Rep. John Murtha called the Lobbying Transparency Act "total crap." Then the Pennsylvania Democrat voted for it, along with 381 of his colleagues, many of them equally afraid of appearing to oppose transparency.
Rep. James Moran, D-Va., who also joined the majority, worried that the bill, which requires lobbyists to disclose the campaign contributions they gather for politicians, would make fund raising harder. "I don't know what we're supposed to do," he said, "except cold call all the people in the phone book in our districts."
There's something to be said for making members of Congress spend their days begging for money over the phone, which might teach them humility and keep them out of trouble. But the Lobbying Transparency Act won't accomplish that goal, or much of anything aside from perpetuating the illusion that a political system free from the corrupting influence of money is just one reform away.
As usual, the latest campaign finance reform, a version of which the Senate approved in January, is aimed at a "loophole" created by previous campaign finance reforms. In 1974 Congress capped individual contributions to candidates at $1,000 per election. That restriction encouraged people who might otherwise have given more than $1,000 to solicit contributions from others instead.
Such "bundling" got another boost from the 2002 Bipartisan Campaign Reform Act (BCRA), which banned "soft money," unrestricted contributions that ostensibly supported general party-building efforts but in practice helped elect candidates. At the same time, BCRA doubled the maximum individual contribution per candidate and indexed it to inflation.
So what have three decades of campaign finance reform accomplished? It's doubtful that a supporter who writes a single check for $200,000 exercises more influence over a politician than a supporter who collects 100 checks totaling $200,000.
In light of this reality, the Lobbying Transparency Act requires registered lobbyists to report the money they solicit on a candidate's behalf as well as their direct contributions. But it does not prohibit bundling, and it does not apply to most bundlers.
A 2004 analysis by the Center for Public Integrity found that registered lobbyists represented only about 10 percent of the Bush campaign's big bundlers. Lobbyists complain that the new law unfairly discriminates against them.
Clearly there are more loopholes to be closed. But perhaps it's time to reconsider the never-ending quest to purify politics by restricting money.
Under the Lobbying Transparency Act, a candidate can receive any amount of money from a single bundler, as long as the public knows about it. Why not apply the same standard to individual donors, lifting the restrictions imposed in 1974 while continuing to require disclosure of who gets what from whom?

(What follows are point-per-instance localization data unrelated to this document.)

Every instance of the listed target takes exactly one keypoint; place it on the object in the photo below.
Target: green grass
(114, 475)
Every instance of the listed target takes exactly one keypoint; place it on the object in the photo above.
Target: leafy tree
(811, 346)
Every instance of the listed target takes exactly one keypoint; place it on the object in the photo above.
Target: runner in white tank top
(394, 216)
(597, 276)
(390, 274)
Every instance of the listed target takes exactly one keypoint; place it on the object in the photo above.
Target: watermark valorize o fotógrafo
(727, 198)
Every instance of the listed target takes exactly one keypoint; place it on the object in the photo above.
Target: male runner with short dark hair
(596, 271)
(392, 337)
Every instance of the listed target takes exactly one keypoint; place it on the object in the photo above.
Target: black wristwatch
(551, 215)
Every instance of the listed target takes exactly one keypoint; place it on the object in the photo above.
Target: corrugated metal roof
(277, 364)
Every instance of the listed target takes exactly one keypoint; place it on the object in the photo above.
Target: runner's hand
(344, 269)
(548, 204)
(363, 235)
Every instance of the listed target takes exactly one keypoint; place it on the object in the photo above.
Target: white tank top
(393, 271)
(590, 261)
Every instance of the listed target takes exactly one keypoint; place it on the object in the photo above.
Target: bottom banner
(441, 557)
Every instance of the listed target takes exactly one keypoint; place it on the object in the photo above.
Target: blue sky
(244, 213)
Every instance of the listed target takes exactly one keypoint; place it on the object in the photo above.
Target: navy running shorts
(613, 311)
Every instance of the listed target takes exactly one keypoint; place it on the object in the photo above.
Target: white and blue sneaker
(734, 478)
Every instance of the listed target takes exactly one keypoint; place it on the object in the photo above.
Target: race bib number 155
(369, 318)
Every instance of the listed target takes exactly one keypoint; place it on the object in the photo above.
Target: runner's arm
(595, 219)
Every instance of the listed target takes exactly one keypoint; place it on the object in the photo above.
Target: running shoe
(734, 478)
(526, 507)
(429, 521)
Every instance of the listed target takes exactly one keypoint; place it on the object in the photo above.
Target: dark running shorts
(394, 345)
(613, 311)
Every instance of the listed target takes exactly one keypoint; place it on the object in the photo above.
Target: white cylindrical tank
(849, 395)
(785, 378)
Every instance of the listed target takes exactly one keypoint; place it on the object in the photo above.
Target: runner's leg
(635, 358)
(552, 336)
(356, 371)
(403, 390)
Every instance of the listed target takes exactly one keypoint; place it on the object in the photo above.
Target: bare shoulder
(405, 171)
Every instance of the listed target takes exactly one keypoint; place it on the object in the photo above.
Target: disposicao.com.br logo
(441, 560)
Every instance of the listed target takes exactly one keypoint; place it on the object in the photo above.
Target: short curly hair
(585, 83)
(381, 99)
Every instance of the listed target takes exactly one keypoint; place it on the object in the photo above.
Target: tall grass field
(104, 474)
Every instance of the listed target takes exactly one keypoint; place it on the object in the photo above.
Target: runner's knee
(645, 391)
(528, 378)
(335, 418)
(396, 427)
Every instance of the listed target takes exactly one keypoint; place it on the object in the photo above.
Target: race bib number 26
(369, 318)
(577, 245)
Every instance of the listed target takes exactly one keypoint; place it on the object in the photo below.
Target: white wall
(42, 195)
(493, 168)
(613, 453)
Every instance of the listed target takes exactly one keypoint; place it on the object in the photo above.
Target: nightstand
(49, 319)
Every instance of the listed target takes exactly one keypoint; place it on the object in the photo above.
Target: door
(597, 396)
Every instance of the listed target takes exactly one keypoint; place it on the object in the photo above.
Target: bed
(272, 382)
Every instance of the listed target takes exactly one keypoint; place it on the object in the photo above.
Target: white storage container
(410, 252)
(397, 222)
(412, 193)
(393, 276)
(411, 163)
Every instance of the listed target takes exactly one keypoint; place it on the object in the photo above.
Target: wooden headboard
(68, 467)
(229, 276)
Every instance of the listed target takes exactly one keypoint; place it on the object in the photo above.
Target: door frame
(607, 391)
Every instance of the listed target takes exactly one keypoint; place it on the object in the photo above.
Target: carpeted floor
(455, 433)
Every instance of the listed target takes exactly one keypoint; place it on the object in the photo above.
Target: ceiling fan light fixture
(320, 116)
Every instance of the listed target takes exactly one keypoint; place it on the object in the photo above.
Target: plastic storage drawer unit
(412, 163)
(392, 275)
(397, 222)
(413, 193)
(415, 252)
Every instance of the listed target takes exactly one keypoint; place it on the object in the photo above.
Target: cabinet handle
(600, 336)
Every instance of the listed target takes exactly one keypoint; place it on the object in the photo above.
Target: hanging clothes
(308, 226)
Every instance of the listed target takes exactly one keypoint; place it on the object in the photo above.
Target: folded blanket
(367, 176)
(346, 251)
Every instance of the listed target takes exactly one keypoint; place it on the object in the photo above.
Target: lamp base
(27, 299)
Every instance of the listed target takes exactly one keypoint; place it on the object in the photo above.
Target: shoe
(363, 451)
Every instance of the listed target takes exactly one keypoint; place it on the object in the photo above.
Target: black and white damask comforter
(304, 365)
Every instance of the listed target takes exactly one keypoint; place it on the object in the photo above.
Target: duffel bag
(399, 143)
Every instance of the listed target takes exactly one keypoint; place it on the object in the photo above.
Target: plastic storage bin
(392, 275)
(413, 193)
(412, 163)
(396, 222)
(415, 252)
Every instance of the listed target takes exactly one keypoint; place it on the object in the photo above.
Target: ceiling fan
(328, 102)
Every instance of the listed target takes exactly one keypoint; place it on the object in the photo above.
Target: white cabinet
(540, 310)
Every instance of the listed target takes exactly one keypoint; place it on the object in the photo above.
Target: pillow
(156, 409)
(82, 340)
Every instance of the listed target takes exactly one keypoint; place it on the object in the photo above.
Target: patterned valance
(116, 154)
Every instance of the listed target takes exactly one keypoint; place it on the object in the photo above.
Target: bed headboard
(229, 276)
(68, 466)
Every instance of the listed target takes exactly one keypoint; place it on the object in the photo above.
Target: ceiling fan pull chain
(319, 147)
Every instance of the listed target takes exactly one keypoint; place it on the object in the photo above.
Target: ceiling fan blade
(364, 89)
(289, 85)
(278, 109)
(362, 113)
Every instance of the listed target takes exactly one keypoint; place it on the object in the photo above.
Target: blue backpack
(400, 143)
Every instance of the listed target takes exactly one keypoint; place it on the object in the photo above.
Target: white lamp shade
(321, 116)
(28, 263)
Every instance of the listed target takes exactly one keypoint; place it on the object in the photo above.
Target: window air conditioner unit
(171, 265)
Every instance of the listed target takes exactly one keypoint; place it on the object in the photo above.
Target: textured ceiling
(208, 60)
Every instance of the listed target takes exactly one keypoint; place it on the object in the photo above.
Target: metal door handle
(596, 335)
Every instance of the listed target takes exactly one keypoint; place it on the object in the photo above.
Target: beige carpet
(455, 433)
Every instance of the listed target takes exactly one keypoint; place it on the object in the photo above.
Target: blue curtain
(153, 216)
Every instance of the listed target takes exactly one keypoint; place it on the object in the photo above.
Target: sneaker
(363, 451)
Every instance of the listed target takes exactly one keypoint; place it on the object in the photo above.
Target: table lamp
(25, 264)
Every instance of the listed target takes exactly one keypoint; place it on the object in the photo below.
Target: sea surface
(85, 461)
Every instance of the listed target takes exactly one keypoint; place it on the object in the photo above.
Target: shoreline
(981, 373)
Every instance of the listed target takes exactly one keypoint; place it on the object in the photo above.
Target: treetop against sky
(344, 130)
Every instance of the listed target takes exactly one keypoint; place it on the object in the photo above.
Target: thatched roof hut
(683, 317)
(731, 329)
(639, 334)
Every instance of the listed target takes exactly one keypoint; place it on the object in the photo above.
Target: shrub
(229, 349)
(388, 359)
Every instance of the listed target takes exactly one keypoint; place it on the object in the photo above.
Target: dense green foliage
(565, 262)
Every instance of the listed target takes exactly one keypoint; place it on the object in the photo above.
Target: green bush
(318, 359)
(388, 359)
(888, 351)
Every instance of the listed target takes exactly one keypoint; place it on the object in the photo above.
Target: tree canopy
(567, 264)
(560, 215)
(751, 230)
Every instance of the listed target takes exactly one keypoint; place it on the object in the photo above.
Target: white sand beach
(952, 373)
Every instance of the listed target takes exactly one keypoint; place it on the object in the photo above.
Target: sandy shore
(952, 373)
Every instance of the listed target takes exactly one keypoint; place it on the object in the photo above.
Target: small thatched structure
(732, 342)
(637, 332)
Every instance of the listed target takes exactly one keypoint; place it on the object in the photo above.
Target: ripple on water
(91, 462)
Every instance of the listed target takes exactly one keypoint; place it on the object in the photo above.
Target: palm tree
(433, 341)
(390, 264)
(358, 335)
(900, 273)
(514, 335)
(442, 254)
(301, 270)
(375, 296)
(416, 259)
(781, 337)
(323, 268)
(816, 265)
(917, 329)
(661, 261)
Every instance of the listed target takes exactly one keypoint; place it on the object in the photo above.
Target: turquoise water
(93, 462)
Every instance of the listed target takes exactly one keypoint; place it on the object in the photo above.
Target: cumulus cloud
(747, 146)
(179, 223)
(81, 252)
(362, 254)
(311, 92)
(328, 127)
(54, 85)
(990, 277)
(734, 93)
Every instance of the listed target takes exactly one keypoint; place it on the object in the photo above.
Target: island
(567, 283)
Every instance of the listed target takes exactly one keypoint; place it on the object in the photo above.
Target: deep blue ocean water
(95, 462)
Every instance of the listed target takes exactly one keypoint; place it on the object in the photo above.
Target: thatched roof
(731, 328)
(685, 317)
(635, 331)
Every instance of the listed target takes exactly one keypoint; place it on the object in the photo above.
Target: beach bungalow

In addition to restoring our First Amendment rights, campaign deregulation would address one of the main concerns about bundling: that it gives incumbents an unfair advantage. If challengers could collect unlimited amounts from wealthy individuals, it would be much easier for them to mount credible campaigns, and we might be spared candidates whose main qualification for office is a fat bank account.
Politicians then would have to weigh the appearance of being indebted to a few big donors against the difficulty of raising adequate funds in smaller increments. If a congressman preferred hitting up everyone in his district, that option would still be available.